The other study, Framingham study, Framingham study I believe Dr. Samet talked about, that's a famous study in Massachusetts in which a large number of people were followed for many years, in particular looking for factors that influence coronary heart disease. This particular study of that data dealt with health-care costs, so it's published in the scientific literature, I believe about 1993, and it looked at another government program, not Medicaid, but Medicare.

Q. Can you tell us what Medicare is?

A. Medicare is a federal government program that largely covers people 65 and older. And the people in this study, about 1,000 persons age 65 plus.

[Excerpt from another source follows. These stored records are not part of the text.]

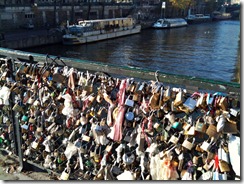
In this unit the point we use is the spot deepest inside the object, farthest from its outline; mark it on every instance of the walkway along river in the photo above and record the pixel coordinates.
(210, 50)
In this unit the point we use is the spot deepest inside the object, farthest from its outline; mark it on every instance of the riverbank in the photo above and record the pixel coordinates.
(23, 38)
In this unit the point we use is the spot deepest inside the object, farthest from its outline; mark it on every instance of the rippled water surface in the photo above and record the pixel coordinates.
(209, 50)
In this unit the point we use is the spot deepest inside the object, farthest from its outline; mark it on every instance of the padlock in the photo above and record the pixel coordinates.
(65, 174)
(200, 125)
(187, 144)
(224, 166)
(190, 104)
(179, 98)
(167, 94)
(35, 144)
(174, 139)
(206, 145)
(129, 102)
(129, 115)
(212, 131)
(128, 158)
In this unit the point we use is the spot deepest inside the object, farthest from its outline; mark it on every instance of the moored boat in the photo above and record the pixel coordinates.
(101, 29)
(169, 23)
(198, 18)
(221, 16)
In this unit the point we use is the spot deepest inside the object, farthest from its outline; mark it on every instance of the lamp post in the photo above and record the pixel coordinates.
(163, 8)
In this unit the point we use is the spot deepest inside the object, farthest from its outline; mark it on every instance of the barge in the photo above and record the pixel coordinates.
(101, 29)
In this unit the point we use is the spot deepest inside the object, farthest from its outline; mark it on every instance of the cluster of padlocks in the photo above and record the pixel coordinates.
(91, 126)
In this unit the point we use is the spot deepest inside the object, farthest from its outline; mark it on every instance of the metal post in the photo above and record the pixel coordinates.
(16, 128)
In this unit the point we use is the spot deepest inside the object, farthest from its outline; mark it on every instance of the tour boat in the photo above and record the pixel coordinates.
(101, 29)
(198, 18)
(221, 16)
(169, 23)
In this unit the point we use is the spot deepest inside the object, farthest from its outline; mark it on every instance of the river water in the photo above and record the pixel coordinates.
(209, 50)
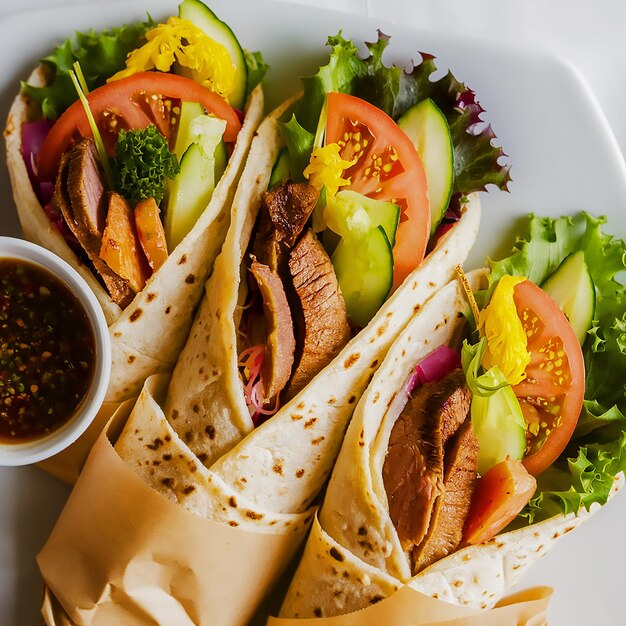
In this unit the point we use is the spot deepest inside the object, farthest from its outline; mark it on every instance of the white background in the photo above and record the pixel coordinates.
(591, 35)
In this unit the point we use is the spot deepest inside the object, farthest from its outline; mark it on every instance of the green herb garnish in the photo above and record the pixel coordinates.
(142, 164)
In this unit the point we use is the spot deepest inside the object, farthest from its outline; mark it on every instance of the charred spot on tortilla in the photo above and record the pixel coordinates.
(336, 554)
(254, 515)
(352, 359)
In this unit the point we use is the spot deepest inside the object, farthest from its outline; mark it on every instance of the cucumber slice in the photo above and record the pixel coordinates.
(188, 194)
(498, 423)
(364, 269)
(427, 127)
(198, 13)
(188, 111)
(280, 171)
(221, 160)
(385, 214)
(572, 288)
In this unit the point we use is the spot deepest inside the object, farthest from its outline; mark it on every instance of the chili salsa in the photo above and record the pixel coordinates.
(47, 349)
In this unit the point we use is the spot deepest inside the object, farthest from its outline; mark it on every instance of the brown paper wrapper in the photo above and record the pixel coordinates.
(122, 554)
(66, 465)
(407, 607)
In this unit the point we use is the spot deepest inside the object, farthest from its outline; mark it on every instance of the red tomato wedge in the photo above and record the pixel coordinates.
(130, 103)
(499, 496)
(387, 168)
(551, 395)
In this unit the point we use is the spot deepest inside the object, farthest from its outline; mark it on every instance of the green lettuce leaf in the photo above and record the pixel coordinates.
(299, 144)
(597, 452)
(100, 56)
(395, 90)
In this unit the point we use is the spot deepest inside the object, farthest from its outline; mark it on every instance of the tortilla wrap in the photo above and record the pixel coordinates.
(206, 404)
(353, 557)
(147, 336)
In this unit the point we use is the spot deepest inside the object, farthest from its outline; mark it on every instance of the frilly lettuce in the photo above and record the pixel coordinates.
(597, 452)
(100, 55)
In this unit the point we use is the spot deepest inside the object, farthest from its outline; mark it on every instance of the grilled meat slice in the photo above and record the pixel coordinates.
(325, 320)
(118, 288)
(283, 215)
(86, 188)
(280, 342)
(451, 510)
(414, 470)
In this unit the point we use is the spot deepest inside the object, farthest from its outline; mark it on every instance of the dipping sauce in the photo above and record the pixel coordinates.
(47, 350)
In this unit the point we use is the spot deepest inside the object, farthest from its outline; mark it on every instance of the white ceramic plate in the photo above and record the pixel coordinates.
(564, 158)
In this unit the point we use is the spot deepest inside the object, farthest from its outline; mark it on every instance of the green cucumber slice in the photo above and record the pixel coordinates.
(572, 288)
(188, 194)
(280, 171)
(427, 127)
(198, 13)
(188, 111)
(364, 269)
(498, 423)
(385, 214)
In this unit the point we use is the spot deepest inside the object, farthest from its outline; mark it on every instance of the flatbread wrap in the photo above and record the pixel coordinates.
(453, 480)
(285, 299)
(183, 148)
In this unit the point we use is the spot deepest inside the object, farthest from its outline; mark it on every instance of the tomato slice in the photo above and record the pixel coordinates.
(387, 168)
(130, 103)
(499, 496)
(551, 395)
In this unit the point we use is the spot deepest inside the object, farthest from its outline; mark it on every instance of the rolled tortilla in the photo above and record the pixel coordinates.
(147, 336)
(206, 403)
(353, 557)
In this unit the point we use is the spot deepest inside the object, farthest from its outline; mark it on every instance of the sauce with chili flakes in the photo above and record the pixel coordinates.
(47, 349)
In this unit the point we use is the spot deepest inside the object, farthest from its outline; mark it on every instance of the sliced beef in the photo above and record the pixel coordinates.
(283, 215)
(76, 212)
(414, 471)
(326, 328)
(86, 188)
(451, 510)
(280, 343)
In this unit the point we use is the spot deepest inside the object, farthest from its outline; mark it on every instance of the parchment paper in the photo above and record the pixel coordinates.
(122, 554)
(407, 607)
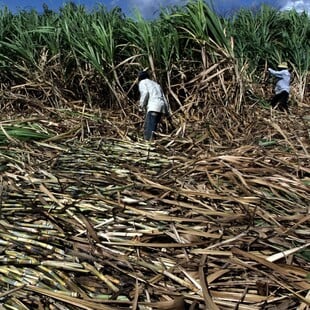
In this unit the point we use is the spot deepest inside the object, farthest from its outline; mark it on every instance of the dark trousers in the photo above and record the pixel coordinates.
(281, 101)
(150, 126)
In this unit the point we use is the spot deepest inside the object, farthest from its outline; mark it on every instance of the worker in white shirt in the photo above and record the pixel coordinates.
(153, 101)
(282, 88)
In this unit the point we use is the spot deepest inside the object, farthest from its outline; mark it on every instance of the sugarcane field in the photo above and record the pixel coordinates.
(213, 213)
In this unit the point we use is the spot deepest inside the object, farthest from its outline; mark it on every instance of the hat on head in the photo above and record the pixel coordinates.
(143, 75)
(283, 65)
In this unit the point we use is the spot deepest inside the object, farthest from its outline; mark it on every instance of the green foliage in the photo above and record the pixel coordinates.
(103, 50)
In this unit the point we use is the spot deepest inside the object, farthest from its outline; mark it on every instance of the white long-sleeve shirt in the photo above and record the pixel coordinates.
(283, 83)
(152, 97)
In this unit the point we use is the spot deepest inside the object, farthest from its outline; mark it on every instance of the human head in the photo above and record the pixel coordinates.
(283, 65)
(143, 75)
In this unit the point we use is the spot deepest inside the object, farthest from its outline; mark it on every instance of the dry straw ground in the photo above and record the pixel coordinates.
(213, 215)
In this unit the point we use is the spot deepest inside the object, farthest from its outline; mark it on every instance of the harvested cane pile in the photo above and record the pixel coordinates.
(215, 216)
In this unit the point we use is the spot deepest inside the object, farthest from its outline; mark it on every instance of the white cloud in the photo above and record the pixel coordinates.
(298, 5)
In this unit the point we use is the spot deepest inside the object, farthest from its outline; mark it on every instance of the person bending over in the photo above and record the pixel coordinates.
(282, 87)
(153, 101)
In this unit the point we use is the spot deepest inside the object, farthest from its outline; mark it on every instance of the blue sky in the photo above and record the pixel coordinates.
(149, 7)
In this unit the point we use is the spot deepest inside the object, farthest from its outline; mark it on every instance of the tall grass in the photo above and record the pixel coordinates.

And in this study an increase in expenditures due to smoking of 16 percent was observed.

Q. Approximately when was that study done, or the report on that study done?

A. I'm going from memory here, but I believe it was about 1993.

Q. Now can you compare the Chrysler study to the results that you obtained with respect to smoking-attributable expenditures?

A. When we compare the Chrysler study with Blue Cross Blue Shield of Minnesota --

Q. And why do you compare it with Blue Cross Blue Shield of Minnesota?

A. Again, these were people covered through their employer and in fact covered through another Blue Cross plan, this time in the state of Michigan.

Q. And what do you find upon making that comparison?

A. Well here we're talking about hundreds of thousands of people in the claim records, an additional tens of thousands from our other data sources, and when we use our models and process all that data, we come up with a figure of 33 percent for Blue Cross Blue Shield of Minnesota.

Q. Can you explain how you came up with 33 percent? Based on the earlier chart, the percentage appeared to be 15 percent.

A. The earlier chart had 15 percent here, and that's because those charts calculated smoking-attributable expenditures as a percentage of everyone's expenditures. In these studies they calculate smoking-attributable expenditures as a percentage of just the smoker expenditures, so in order to compare them, we have to calculate in Minnesota smoking-attributable expenditures as a percentage of smoker expenditures, and that's why the 33 percent is higher than the 15. It's really based on the same figure, we're just dividing by smoker expenditures rather than everyone's expenditures according to all the estimates from our refined model. And the only reason for doing that is so that we can compare the results of our study by doing the arithmetic in the same way that they did present the results of the Chrysler study.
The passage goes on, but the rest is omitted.